Este título, como se sabe, corresponde a un famoso libro de Françoise Sagan, que fue llevado al cine de manera brillante y que narra las venturas y desventuras de una familia "bien" francesa en que el dolor, la angustia y la tragedia se presentan en su vida cotidiana. Representan a gente inteligente, con capacidades, pero que por modas, ambiente, propias inseguridades, no terminan de sacar todo lo que tienen dentro y permiten que su vida sea lánguida, sin sobresaltos, pero vacía de contenido, sin emoción, bucólica, es una palabra: triste.

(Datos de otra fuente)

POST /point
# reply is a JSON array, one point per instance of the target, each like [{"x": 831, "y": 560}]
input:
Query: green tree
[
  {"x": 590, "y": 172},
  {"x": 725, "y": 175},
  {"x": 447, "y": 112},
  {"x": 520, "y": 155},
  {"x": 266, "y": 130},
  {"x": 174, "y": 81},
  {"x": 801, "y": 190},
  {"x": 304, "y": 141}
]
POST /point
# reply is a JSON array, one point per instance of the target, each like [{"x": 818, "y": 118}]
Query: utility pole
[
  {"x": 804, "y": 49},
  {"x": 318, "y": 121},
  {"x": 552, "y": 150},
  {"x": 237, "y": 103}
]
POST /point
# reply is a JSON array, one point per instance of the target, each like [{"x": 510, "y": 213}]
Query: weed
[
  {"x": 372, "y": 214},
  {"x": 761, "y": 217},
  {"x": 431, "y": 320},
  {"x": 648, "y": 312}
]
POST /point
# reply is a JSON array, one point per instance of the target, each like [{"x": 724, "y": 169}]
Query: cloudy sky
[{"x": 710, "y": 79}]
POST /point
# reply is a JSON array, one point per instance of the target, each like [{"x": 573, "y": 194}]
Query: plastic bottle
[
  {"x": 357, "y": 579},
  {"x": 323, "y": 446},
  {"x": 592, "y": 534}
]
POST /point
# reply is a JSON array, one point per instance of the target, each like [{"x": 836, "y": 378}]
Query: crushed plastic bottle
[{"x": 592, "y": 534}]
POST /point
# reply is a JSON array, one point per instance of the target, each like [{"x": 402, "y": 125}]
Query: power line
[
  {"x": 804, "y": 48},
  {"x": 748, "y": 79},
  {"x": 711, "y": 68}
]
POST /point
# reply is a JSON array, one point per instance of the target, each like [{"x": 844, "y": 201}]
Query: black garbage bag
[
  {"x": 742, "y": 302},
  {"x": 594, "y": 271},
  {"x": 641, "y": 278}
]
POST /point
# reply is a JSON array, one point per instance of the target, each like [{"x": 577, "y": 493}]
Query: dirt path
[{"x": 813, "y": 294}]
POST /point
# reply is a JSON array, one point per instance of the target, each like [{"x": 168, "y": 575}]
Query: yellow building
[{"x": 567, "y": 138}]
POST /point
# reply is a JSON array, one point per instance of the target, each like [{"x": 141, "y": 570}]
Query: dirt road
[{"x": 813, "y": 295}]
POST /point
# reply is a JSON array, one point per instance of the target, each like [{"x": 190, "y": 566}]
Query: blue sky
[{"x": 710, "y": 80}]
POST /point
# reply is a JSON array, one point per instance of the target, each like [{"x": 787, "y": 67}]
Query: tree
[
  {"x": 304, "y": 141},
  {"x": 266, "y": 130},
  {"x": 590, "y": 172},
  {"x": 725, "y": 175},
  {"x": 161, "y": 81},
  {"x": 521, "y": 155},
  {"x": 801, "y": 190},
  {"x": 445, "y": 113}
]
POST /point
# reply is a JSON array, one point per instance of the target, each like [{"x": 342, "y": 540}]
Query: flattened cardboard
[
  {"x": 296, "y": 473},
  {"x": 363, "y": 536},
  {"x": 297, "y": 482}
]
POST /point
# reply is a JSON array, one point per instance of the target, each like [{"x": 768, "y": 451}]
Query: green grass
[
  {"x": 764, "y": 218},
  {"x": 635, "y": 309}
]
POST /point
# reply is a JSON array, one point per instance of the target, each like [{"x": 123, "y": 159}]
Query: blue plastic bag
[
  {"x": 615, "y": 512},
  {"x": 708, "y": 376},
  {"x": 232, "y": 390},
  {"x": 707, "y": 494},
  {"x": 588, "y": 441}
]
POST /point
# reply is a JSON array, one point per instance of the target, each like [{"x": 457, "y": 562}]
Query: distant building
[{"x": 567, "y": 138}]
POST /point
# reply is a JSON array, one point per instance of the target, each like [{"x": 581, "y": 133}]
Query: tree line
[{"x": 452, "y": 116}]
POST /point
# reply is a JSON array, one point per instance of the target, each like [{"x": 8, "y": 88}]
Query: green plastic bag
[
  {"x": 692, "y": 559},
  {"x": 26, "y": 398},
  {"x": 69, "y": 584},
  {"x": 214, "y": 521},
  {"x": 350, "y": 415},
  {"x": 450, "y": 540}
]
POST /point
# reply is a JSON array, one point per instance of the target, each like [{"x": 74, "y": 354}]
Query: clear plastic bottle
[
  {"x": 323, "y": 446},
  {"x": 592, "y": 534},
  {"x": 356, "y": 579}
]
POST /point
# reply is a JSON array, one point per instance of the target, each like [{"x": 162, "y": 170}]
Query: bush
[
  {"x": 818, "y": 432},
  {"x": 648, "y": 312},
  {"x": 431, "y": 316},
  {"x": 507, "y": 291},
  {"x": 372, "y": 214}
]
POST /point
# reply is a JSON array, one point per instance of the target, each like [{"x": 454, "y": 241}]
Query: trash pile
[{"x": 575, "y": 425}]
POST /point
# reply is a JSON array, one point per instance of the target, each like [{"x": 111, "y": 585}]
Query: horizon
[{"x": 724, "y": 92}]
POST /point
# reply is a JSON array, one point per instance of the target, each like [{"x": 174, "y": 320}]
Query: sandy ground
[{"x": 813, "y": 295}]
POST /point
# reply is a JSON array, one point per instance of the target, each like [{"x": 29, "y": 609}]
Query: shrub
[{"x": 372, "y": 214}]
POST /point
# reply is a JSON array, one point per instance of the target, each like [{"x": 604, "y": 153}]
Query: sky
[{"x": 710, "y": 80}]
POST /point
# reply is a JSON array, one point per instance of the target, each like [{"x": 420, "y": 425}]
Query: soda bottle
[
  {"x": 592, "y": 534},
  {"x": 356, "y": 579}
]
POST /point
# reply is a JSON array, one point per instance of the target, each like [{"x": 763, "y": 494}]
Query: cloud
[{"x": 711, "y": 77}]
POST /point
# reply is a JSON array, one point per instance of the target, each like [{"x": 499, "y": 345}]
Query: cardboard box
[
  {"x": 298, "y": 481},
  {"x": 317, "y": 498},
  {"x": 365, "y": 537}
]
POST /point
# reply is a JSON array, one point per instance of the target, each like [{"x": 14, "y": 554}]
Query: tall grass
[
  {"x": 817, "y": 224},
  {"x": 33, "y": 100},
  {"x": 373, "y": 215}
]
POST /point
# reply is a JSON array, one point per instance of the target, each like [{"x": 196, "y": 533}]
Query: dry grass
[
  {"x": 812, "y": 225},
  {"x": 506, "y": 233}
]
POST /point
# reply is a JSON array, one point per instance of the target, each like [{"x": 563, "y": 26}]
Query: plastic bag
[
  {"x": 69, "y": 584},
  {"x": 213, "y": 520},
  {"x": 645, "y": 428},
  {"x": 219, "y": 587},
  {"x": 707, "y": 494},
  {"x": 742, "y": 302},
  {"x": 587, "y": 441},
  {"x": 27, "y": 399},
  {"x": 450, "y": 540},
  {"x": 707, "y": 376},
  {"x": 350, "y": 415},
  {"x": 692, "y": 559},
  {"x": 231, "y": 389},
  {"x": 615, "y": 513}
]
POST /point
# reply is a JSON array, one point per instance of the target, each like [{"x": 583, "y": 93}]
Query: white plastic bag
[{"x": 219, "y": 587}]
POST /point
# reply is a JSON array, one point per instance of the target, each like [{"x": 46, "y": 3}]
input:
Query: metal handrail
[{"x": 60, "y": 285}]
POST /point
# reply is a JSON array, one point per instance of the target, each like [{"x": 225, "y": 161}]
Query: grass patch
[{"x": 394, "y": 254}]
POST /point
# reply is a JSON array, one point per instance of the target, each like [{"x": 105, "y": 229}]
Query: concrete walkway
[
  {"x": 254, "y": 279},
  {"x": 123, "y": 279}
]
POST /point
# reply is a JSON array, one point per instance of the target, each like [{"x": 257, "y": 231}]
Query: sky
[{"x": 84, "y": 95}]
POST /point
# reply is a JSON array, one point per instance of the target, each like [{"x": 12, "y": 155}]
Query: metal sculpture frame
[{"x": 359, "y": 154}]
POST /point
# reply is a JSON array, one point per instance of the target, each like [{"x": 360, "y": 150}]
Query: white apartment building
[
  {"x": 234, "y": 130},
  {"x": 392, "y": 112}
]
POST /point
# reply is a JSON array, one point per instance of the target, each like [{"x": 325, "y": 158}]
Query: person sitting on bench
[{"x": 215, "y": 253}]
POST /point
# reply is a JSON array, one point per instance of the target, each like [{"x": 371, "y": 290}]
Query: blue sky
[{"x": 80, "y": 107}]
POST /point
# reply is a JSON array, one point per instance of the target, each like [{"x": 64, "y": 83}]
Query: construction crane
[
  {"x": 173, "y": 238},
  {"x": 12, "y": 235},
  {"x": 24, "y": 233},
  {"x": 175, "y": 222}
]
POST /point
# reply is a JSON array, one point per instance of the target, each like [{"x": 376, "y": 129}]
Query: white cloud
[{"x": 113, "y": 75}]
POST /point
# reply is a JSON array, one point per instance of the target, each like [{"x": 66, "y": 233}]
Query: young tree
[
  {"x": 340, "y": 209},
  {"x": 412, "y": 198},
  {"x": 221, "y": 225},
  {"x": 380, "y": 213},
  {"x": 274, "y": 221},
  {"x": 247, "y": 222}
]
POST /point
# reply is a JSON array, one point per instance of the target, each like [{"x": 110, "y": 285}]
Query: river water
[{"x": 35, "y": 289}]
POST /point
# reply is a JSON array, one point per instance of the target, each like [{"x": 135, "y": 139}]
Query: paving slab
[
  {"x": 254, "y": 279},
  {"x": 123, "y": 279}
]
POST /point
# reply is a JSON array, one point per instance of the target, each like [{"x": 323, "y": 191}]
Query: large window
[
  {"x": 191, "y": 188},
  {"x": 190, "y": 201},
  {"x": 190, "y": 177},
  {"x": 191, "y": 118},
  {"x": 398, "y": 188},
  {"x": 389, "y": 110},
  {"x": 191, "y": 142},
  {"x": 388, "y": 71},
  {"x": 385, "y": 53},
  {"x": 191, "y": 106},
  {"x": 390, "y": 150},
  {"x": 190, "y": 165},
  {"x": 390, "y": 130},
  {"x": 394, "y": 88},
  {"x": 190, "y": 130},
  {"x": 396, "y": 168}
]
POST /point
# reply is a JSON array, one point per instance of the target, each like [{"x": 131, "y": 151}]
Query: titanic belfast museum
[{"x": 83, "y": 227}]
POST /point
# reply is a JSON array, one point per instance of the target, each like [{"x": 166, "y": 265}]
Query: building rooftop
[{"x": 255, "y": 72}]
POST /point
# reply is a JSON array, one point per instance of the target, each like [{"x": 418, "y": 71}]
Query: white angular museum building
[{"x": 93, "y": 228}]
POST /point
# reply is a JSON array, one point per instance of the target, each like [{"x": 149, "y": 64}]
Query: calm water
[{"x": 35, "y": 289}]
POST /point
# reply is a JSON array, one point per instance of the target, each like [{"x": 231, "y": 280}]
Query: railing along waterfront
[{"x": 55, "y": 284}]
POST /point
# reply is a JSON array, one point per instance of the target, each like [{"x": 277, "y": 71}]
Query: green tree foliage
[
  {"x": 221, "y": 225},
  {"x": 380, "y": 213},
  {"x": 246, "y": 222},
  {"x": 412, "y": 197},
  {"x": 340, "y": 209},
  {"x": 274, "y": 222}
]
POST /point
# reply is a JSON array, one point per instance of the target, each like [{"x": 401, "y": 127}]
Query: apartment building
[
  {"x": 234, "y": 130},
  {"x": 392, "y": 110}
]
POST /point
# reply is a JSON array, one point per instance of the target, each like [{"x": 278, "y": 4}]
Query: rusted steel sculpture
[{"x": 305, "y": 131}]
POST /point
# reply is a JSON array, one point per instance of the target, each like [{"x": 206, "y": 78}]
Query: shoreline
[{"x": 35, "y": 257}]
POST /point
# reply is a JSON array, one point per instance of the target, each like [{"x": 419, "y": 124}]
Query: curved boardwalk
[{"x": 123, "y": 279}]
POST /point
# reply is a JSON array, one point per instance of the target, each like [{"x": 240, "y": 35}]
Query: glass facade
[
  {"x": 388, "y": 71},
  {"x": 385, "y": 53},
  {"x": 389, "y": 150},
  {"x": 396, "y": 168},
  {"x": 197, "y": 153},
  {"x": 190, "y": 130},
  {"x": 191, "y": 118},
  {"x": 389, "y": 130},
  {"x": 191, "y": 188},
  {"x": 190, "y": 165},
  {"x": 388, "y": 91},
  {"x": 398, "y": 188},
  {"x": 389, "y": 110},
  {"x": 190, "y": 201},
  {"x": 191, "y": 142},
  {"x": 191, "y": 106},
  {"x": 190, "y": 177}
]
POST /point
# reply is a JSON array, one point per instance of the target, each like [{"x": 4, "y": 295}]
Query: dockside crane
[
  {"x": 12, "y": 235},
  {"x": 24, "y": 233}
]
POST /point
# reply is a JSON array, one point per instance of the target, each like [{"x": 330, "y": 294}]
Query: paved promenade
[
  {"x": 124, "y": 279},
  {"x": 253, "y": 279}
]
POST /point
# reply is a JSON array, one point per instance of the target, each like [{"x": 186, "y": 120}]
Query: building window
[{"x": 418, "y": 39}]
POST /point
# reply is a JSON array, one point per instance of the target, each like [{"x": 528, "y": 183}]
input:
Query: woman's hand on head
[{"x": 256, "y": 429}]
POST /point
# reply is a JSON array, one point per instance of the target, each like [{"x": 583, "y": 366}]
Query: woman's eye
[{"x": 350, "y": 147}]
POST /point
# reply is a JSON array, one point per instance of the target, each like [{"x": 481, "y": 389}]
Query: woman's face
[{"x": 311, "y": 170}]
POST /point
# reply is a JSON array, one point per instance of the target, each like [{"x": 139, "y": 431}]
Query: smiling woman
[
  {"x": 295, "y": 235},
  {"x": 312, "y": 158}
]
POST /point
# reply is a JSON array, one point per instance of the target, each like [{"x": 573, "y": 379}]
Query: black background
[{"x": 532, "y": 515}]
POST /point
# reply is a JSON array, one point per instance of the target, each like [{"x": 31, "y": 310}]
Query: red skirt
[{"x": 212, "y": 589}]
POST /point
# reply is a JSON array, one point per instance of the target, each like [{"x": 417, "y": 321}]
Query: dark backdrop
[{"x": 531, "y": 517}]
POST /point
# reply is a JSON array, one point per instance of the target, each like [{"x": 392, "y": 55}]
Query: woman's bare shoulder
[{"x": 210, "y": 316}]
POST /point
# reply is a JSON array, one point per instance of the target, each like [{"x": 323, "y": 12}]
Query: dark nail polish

No son capaces de ser felices, pese a tener  todo a favor.
Nietzsche,  en sus críticas a la religión cristiana la definía como  oscura, aburrida y triste.  Más de cien años después un joven  teólogo también alemán, Joseph  Ratzinger, le contestaba indicando que se negaba a reconocer el cristianismo en esos términos y que él lo veía como luminoso, alegre y esperanzado. El problema de los cristianos católicos, hoy en día, al menos en el mundo occidental es que hemos perdido la alegría de ser cristianos y en no pocas ocasiones llevamos una expresión que no demuestra la enorme ilusión de creer y seguir a Jesucristo. El mundo cristiano ha sido atacado desde tantos puntos que se hace complicado abarcarlo de una sola mirada. El cristianismo es sencillo, pero no es simple; hay una sutil diferencia. La sencillez cristiana está basada en algo muy relamido y no suficientemente entendido y realizado: el Amor. El gozo de amar y ser amado. El GAUDIUM  latino, que significa, gozo, alegría, premio, recibido además gratuitamente. Por eso, cuando damos  las gracias ofrecemos un  símbolo de reconocer la gratuidad. En nuestros niños se observa claramente este hecho, suelen ser objeto de amor y se le suele mirar con benevolencia, ellos lo agradecen con una simple mirada. Dar estas gracias nos lleva a un gozo grande como lo dice el Evangelio, cuando anuncian el nacimiento de Cristo, por ejemplo. Ésta debe ser razón suficiente por la cual  el cristiano debe ser y estar alegre, conectados a la voluntad de Dios, pero no con fría pasividad, sino como testimonio de  compromiso con el Plan divino. Si vivimos nuestra fe con tristeza y abatimiento es que no hemos comprendido el meollo del mensaje de Jesucristo. El anhelo de felicidad del ser humano va unido a la búsqueda de su propia existencia. El mundo ofrece sucedáneos de felicidad: lujo, búsqueda desordenada del placer por placer, confort, ambición de poder, hedonismo, etc...esto, increíblmente,  produce sensación de vacío y soledad, llevando a la frustración. 
A pesar de las dificultades, del dolor, debemos conservar el dinamismo de la alegría y como dice San Pablo "abrazando la Palabra", somos o debemos ser apóstoles a tiempo y a destiempo, sacando de nuestro interior la alegría de un corazón convertido.
¿A esto no lo llaman Nueva Evangelización?